Cannes: Pitt doesn’t want “Killing Them Softly” viewed as attack on Obama

Cannes: Pitt doesn’t want “Killing Them Softly” viewed as attack on Obama

PanARMENIAN.Net - Brad Pitt doesn’t want his new film, the crime tale Killing Them Softly, to be viewed as an attack on President Obama, The Hollywood Reporter said.

Meeting with the press at the Cannes Film Festival where the movie is having its world premiere May 22, Pitt did acknowledge the upcoming November elections, saying, “I think we’re going to see more negative ads than ever before, and I certainly don’t want this film to in any way be mistaken for that.”

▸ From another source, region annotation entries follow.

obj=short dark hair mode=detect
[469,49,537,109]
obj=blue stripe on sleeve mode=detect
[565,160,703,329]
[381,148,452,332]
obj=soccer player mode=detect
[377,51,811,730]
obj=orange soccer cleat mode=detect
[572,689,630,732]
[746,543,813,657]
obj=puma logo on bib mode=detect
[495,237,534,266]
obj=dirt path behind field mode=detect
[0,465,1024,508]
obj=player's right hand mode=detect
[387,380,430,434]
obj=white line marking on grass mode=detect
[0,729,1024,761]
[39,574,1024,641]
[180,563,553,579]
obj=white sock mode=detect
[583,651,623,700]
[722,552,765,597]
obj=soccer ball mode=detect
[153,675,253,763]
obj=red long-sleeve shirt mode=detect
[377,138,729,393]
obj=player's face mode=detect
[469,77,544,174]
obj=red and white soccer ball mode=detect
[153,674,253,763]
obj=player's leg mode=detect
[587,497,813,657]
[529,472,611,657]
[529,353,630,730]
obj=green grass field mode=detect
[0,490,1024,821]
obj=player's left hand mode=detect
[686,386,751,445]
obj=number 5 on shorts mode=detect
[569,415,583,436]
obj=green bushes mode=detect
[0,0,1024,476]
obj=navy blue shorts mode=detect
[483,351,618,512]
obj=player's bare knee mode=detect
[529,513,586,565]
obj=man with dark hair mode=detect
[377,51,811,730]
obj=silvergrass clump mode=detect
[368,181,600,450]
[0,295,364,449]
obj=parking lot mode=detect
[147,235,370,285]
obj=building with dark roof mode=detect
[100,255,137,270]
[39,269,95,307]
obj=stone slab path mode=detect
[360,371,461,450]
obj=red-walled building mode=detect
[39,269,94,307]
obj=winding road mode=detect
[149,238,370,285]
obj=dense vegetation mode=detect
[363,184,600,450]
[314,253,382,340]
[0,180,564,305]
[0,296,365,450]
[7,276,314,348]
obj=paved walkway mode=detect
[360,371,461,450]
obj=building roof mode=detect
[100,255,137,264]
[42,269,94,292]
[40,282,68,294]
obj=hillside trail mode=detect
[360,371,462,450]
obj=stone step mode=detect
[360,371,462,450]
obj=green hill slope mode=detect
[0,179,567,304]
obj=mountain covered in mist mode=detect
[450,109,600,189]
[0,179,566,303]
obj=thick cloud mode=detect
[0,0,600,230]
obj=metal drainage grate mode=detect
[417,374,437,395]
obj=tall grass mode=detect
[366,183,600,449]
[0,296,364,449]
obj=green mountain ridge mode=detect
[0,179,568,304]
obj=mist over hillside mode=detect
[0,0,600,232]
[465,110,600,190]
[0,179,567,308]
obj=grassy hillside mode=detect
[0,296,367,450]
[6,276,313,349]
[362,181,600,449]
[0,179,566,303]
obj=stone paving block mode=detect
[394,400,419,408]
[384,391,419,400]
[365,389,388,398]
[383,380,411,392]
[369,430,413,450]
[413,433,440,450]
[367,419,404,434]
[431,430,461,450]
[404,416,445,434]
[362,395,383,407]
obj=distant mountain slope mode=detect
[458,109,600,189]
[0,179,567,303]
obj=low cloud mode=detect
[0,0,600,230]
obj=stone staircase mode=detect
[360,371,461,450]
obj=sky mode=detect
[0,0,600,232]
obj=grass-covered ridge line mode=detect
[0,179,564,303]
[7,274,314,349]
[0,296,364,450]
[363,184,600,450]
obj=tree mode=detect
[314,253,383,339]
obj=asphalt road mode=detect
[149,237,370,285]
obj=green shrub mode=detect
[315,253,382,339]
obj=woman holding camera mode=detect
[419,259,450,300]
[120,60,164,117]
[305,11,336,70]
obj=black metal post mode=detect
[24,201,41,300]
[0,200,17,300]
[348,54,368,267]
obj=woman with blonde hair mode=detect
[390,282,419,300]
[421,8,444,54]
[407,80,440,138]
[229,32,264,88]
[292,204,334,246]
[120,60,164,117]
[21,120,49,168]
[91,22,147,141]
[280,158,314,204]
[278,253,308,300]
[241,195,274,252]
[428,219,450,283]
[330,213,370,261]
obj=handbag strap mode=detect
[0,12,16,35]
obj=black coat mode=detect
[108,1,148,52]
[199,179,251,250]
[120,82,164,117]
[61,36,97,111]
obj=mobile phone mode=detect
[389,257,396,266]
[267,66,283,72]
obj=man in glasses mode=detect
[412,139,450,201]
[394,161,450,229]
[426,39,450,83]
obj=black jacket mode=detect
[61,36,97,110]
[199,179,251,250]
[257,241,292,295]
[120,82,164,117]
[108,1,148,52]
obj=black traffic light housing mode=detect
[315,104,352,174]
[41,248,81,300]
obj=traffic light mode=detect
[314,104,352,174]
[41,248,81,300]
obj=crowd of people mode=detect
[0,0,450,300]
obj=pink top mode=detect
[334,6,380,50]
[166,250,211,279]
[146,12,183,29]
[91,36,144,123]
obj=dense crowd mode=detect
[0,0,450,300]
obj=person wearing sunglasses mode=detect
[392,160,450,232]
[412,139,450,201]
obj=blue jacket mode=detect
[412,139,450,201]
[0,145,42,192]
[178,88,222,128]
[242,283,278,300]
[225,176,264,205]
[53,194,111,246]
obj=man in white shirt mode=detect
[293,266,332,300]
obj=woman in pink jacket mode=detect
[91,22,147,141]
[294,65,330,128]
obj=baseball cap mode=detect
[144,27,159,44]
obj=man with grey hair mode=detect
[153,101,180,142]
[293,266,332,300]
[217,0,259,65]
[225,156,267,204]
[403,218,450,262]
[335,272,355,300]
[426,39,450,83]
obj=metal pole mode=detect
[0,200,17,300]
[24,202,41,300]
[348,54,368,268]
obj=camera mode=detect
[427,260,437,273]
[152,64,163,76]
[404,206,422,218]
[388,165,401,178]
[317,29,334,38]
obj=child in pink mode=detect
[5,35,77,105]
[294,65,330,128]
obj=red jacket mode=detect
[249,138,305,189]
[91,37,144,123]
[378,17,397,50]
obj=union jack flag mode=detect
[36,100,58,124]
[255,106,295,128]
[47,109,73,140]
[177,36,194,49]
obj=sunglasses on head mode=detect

The subject came up because in adapting George Higgins’ 1974 novel Cogan’s Trade to the screen, director and screenwriter Andrew Dominik has set the action in 2008, the year of the mortgage meltdown and financial crisis in America. Pitt plays a killer-for-hire who’s called in to settle scores when a couple of minor hoods raid a card game. As the small-time gangsters fall upon each other, it all plays out against both the larger financial crimes taking place on Wall Street as well as that years presidential campaign.

The movie specifically references Obama’s acceptance speech at the Democratic National Convention, in which he spoke of the promise of America. But though some may read that choice as a critique of what Sarah Palin likes to call that “hopey, changey stuff,” Pitt insisted that is not the case.

“I was there that night in Chicago when Obama won. It was an amazing night, people out in the street, connected,” the actor, who also produced the film, said. He argued that he sees the use of Obama’s words in the film “not as a cynical look back at a statement of failure but as a real expression of hope.”

He and Dominik also both insisted that it’s coincidental that the Weinstein Company will release the film in the U.S. on Sept. 21 just as the presidential campaign is heating up. Dominik, who previously directed Pitt in the 2007 Western The Assassination of Jesse James by the Coward Robert Ford, explained that as he started adapting the novel, “I realized it was a story about an economic crisis,” and he couldn’t resist drawing comparisons to the mortgage collapse that led to the 2008 crisis.

Speaking of crime films in general, he said, “I always feel that crime films are about capitalism because it is a genre where it is perfectly acceptable for all the characters to be motivated by the desire for money. In some ways, the crime film is the most honest American film because it portrays Americans as I experience a lot of them, in Hollywood, as being very concerned with money.”

Killing’s specific story, he added, “is about a crisis in the economy and the people who have to clean it up.”

As for the larger mortgage meltdown, Pitt couldn’t resist interjecting at one point: “It was criminal by the way, and there still haven’t been any criminal repercussions for that.” As for other burning questions of the day, one journalist interrupted all the filmmakers’ talk of crime and violence, character and politics, to ask Pitt whether he and his fiancé Angelina Jolie have set a wedding date.

“We have no date,” Pitt responded. “We actually, really truly have no date.”